By Periscope @periscopepost
UK government to appeal Hillsborough ruling

Hillsborough, twentieth anniversary. Photo credit: Ben Sutherland, http://flic.kr/p/6wR7kb

The UK government has caused controversy by appealing a decision to release papers relating to the 1989 Hillsborough football stadium disaster. The BBC made a Freedom of Information request in 2009 for documents that record then-Prime Minister Margaret Thatcher’s discussions with ministers following the tragedy, in which 96 people died. Information commissioner Christopher Graham authorised the release of the documents last month, but the government has announced it will appeal the decision. Some have suggested this points to a cover-up; but is it just a matter of protocol?

  • Hillsborough disaster. Ninety-six Liverpool football supporters died following a crush at Hillsborough stadium that took place in a crowded tunnel and spectator pens. An inquiry was launched to examine the causes of the disaster; the resulting report also covered safety at football grounds. In 2009, the Hillsborough Independent Panel was founded to look into previously unseen documents relating to the tragedy.
  • Due process. The government has argued that it would be inappropriate to release the disputed documents to anyone other than the Hillsborough Independent Panel, who would then manage their wider dissemination.
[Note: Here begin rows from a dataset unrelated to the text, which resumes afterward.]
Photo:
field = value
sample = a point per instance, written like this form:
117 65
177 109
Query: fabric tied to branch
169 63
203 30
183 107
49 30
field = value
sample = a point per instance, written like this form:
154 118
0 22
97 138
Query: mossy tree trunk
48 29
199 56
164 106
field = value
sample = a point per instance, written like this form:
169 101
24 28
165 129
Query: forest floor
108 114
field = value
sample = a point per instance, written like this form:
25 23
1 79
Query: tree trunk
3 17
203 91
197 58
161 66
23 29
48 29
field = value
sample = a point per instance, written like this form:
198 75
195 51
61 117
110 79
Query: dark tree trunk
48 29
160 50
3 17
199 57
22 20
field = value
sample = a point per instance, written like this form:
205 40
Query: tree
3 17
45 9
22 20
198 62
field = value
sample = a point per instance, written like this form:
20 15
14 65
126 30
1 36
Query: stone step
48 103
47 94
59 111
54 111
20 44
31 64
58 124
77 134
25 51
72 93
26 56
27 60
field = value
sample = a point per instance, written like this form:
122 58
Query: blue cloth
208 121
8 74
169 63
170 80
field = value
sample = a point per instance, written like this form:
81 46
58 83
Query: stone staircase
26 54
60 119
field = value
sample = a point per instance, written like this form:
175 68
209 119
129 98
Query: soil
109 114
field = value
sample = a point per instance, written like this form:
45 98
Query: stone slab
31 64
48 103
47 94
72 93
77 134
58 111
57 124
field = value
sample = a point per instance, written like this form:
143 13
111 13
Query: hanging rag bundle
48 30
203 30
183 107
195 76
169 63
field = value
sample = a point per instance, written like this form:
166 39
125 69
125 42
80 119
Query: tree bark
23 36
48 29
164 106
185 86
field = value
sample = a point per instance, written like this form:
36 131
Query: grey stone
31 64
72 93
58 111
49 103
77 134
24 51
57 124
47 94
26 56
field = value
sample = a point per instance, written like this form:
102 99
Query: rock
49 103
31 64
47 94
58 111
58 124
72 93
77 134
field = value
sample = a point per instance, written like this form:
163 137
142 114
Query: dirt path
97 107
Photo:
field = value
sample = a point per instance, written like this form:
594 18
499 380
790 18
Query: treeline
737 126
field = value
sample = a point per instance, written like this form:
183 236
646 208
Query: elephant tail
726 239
According to the BBC, a government spokesman said: “The Cabinet Office absolutely agrees with the principle of providing information to families about the Hillsborough stadium disaster, but we believe it is important that any release of information should be managed through the panel’s processes and in line with their terms of reference.” However, Martin Rosenbaum at the BBC contended that the government argument is flawed, pointing out that the Panel did not exist when the first request for the documents was made in 2009.
  • Petition. An e-petition calling for the release of the documents has garnered over 57,000 signatures. Liverpool manager Kenny Dalgleish and Newcastle footballer Joey Barton took to Twitter to urge people to sign. According to The Liverpool Daily Post, ten Merseyside MPs have written to David Cameron to urge him to reconsider the government’s stance. There have been several accusations of government cover-ups after the disaster, particularly after it emerged in 2009 that police officers’ statements had been altered.